I am sorry about the music and the worry that the chemo drug may cause neuropathy. Of course this is another thing that your husband should be noting down to discuss with the consultant - but it all sounds very difficult. Oh dear - inlaws! We had a horrible time earlier this year with my partner's sister who was incredibly aggressive towards me, and eventually told me straight to my face that the only thing she was worried about was the effect my death would have on her brother financially. It's just otiose, one of the many tribulations that pile on top of us when cancer strikes, and I'm sorry to hear you have such an unsympathetic mother-in-law: well, you really wanted to suffer from depression, didn;t you: that's another condition that most people fail to understand. She probably told you to pull yourself together....

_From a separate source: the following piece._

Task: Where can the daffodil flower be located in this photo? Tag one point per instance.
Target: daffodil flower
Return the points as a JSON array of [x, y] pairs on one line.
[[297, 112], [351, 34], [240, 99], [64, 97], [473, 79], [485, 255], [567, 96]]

Anyway, sorry for rambling on, but this all really struck a chord, and I'm just hoping that things go better than you are expecting.
Best wishes xxxx Penny
Penny
Thanks so much for your replies - they were all really helpful and very comforting. The tip about neurontin to counteract the numbness is brilliant - I will ask the consultant on Tuesday. As I know I'm going to be in an emotional state then, which always affects my memory, do you think I might be allowed to record the interview? It's going to be such an important a thing to remember.
Regarding tMacmillan nurses, I shall contact them first thing tomorrow. Thanks for letting me know that I could do that.. I have been been feeling very scared about the post-op care. The hospital are sending him home after only 5 days - he may even have a colostomy bag. I asked if they would be sending a district nurse to check the stitches every day, but they said no, so it's all down to me. But if a Macmillan nurse could call in that would be a great load off my mind.
Perhaps the hospital ought to know they are sending my husband home to a very large shabby house which is not a model of sterility . (We are not practical people, psychologists and artists). I'm doing my best to get everything clean and tidy, but our golden retriever, Anna, tries to sabotage everything I do behind my back!
Anyway, thanks again for your support.